PS: k is the number of output neurons in the last convolutional layer
and my input is in the form [128,1,n,m] where n and m <=16 and are powers of 2 > 2, i.e., n,m = 4,8,16. Any idea on how to change the input size with each pass without losing the weights? If I simply define a new layer (i.e., self.fc = nn.Linear(k, k//2) after calculating k) the gradient won’t converge.

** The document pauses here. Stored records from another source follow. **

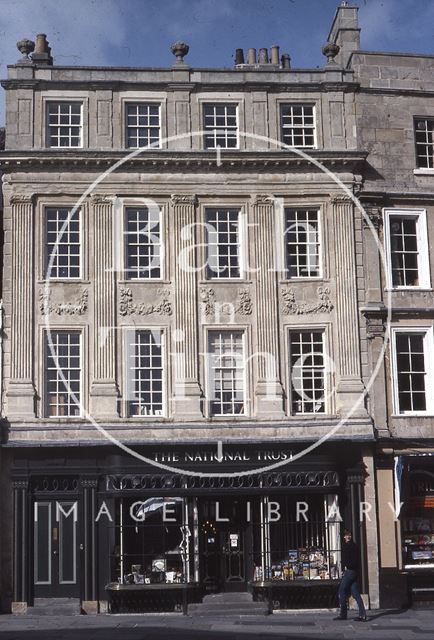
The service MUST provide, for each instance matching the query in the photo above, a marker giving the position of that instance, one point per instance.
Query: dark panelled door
(55, 553)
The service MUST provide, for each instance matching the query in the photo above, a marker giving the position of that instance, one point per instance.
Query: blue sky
(139, 32)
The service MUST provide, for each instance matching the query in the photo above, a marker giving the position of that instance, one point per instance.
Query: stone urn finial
(331, 50)
(25, 47)
(179, 49)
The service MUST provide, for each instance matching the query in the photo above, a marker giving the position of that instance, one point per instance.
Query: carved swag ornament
(128, 307)
(77, 308)
(243, 305)
(292, 307)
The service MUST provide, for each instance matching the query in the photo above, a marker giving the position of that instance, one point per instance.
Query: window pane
(307, 371)
(63, 374)
(143, 243)
(226, 372)
(145, 373)
(223, 243)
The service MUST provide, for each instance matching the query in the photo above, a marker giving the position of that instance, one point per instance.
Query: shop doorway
(55, 546)
(225, 544)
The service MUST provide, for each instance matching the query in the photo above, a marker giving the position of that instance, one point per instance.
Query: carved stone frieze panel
(292, 307)
(76, 308)
(243, 304)
(127, 305)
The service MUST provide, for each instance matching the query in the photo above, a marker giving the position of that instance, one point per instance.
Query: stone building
(394, 120)
(186, 379)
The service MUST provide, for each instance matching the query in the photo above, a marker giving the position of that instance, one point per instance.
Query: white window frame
(209, 378)
(143, 203)
(327, 399)
(51, 101)
(242, 243)
(429, 120)
(318, 210)
(164, 385)
(139, 103)
(46, 253)
(46, 351)
(224, 129)
(315, 125)
(422, 240)
(428, 348)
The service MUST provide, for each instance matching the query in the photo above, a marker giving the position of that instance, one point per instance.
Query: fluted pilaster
(104, 391)
(21, 390)
(350, 384)
(269, 392)
(185, 348)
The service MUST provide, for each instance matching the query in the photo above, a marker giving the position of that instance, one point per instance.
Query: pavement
(285, 625)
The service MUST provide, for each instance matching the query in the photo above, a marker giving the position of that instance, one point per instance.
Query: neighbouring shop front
(415, 476)
(125, 536)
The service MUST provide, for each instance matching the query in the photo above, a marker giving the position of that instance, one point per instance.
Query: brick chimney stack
(345, 32)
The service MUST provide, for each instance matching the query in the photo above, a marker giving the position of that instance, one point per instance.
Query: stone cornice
(273, 161)
(22, 199)
(183, 199)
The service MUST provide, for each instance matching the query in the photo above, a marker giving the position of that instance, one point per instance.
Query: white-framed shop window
(297, 122)
(63, 251)
(63, 374)
(413, 370)
(142, 125)
(145, 372)
(226, 372)
(307, 362)
(302, 242)
(64, 124)
(220, 124)
(224, 243)
(143, 242)
(406, 249)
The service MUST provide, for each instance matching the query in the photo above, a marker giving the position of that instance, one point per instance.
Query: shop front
(124, 536)
(417, 525)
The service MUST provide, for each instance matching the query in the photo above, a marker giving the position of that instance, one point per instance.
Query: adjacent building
(194, 306)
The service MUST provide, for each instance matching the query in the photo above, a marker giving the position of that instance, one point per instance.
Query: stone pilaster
(187, 391)
(350, 385)
(269, 393)
(21, 391)
(89, 553)
(21, 569)
(104, 391)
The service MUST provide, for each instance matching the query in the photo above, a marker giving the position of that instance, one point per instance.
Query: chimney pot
(263, 56)
(251, 56)
(239, 56)
(275, 54)
(286, 61)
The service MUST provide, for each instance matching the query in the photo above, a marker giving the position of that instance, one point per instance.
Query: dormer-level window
(298, 125)
(64, 125)
(424, 138)
(220, 123)
(142, 125)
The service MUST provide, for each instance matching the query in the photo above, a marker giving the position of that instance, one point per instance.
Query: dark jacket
(350, 556)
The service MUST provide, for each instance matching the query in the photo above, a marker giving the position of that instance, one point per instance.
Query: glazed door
(233, 558)
(224, 544)
(55, 549)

The weight matrix of a linear layer has a predefined shape and changing it by initializing a new module won’t work since you would lose the already trained parameters. You could try to define a custom weight nn.Parameter and either slice or stack it with a new parameter. However this approach would also train only a subset of the parameter of the input is smaller than the largest expected shape.
The common approach is to use adaptive pooling layers after the last conv layer which allows you to define the output shape and thus also the in_features of the first linear layer.

1 Like

Thanks for the reply.

If I use pooling, don’t I need to define the output size manually? If so, this is not what I want. I want to extract the output size from the last conv layer and use it in the fc layer. This is the description of the network that I am trying to realise “The convolutional layers are followed by two fully connected layers, with k/2 and 1 output neurons, respectively, where k is the number of output neurons in the last convolutional layer.”